Quelle serait alors la geste de cet art des égards qui fonderait un Créer en Anthropocène conscient de ses responsabilités dans la transformation du monde, un art éthique et politique ancré dans l’intime et le sensible? Si l’on se réfère au sens étymologique du mot geste, nous trouvons l’idée d’un ensemble d’histoires de hauts faits relatant la vie d’un personnage. Continuons dans le fil de cette référence et voyons un art des égards attentif à recréer du lien interrelationnel avec la Terre et le vivant, un ensemble de créations artistiques photodocumentaires qui apporterait chacune, sa part à la création d’un nouveau récit du monde. Cette geste, cette fresque se construit de tous ces gestes d’un artiste conscient de sa mission de médiateur et artisan d’un refaçonnage de notre univers symbolique et de nos imaginaires, augurant d’autres formes de récits et d’enquêtes sur nous-mêmes et sur le monde. L’art en Anthropocène prend toute sa dimension politique lorsqu’il ouvre des espaces sensibles de re-création de soi, de refigurations dans un habiter la Terre porteur d’un avenir en-commun au sein d’un monde relié. Et pour reprendre les mots d’Ailton Krenak, un activiste indigène et défenseur des droits de la Terre et du vivant, si nous ne sommes pas certains d’échapper à la chute : « développons nos forces à pouvoir toujours raconter une autre histoire, une histoire de plus et peut-être, alors nous retarderons la fin du monde »[5]. Prévenir « la chute du ciel » comme l’a nommée Davy Kopenawa, chaman et porte-parole du peuple Yanomani qui a œuvré un temps important avec la photographe Claudia Andujar pour la défense des droits au territoire et à la vie de son peuple. Raconter des histoires, nos histoires, raconter toujours une histoire de plus, la partager et ainsi, le temps qu’il nous reste : « suspendre le ciel » comme le propose Ailton Krenak.

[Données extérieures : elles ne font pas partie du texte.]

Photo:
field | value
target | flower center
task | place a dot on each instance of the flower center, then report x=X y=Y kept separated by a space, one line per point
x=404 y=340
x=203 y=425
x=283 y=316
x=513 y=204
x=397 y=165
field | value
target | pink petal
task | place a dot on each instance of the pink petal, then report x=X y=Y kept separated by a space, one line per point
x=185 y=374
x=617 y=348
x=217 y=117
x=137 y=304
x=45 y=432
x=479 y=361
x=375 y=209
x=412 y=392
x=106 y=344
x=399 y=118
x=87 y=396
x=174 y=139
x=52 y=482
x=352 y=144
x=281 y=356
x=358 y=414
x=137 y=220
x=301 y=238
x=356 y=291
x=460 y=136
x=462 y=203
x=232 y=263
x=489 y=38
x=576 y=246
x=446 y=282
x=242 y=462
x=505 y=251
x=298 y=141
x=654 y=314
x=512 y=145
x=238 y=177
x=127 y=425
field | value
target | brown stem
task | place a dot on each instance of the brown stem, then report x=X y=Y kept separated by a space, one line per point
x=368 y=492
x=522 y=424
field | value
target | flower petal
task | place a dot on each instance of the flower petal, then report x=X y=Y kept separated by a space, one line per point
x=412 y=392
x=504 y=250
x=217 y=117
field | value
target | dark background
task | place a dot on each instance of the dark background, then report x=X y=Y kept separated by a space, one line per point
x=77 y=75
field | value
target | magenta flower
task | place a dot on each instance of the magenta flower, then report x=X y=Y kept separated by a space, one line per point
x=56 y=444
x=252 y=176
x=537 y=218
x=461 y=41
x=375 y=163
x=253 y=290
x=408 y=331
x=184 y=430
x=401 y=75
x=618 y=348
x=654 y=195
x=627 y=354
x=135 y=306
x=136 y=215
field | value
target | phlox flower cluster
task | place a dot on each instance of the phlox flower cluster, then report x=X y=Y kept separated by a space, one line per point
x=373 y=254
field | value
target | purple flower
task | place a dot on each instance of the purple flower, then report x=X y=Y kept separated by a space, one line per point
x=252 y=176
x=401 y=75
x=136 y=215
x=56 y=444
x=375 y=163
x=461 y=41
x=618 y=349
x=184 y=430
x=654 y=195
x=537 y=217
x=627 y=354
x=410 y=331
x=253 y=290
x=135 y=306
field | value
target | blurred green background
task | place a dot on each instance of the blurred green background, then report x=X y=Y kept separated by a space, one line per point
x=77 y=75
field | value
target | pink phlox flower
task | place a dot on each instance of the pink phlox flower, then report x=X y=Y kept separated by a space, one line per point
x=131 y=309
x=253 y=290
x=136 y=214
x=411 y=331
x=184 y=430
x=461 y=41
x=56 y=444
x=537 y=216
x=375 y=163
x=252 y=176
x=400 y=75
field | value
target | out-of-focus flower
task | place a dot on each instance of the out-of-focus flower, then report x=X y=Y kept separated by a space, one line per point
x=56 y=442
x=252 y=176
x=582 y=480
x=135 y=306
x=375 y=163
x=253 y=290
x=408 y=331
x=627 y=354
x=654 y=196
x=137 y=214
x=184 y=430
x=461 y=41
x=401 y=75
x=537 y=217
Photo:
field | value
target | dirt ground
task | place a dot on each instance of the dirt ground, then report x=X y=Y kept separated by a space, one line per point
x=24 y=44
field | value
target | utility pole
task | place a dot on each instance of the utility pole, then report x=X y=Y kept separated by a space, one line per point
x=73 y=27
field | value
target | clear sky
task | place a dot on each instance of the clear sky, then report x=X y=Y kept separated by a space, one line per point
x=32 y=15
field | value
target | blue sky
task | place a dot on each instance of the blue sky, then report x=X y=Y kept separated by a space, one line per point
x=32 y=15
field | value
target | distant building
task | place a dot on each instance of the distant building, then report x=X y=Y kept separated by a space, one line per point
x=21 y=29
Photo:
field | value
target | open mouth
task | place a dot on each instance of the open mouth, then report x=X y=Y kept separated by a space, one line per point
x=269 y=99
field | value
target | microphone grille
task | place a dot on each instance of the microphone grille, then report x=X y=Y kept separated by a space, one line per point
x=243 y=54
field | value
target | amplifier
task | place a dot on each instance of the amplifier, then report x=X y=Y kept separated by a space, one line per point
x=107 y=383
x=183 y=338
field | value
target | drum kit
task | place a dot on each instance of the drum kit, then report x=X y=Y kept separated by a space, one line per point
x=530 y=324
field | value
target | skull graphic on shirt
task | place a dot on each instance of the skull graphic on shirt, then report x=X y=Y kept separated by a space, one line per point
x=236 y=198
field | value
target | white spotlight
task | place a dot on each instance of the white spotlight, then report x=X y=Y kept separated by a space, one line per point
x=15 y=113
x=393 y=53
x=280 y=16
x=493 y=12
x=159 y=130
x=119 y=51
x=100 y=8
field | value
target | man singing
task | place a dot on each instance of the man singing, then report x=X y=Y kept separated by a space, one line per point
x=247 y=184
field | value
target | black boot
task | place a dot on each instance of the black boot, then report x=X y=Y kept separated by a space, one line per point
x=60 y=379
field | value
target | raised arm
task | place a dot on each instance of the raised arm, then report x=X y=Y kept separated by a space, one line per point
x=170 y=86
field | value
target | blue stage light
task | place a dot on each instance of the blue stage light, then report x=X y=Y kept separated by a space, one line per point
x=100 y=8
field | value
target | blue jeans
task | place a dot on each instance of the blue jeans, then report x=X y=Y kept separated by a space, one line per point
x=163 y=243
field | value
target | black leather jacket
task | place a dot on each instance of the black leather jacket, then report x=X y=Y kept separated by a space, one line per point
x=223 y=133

[1] L’art, la science et l’anthropocène. Publié le 28 décembre 2021 dans La Conversation.
https://theconversation.com/lart-la-science-et-lanthropocene-173364
[2] François Jullien (2022). L’incommensurable. Paris : éditions de l’Observatoire p. 15.
[3] Bastiste Lanaspèze (2021). Avant-propos à J. B. Callicott, Éthique de la terre. Marseille : Wildproject, p.17.
[4] Jean-Philippe Pierron (2024). Pour une insurrection des sens. Danser, chanter, jouer pour prendre soin du monde. Arles : Actes Sud.
[5] Ailton Krenak (2020). Idées pour retarder la fin du monde. Bellevaux : Editions du Dehors, p. 34.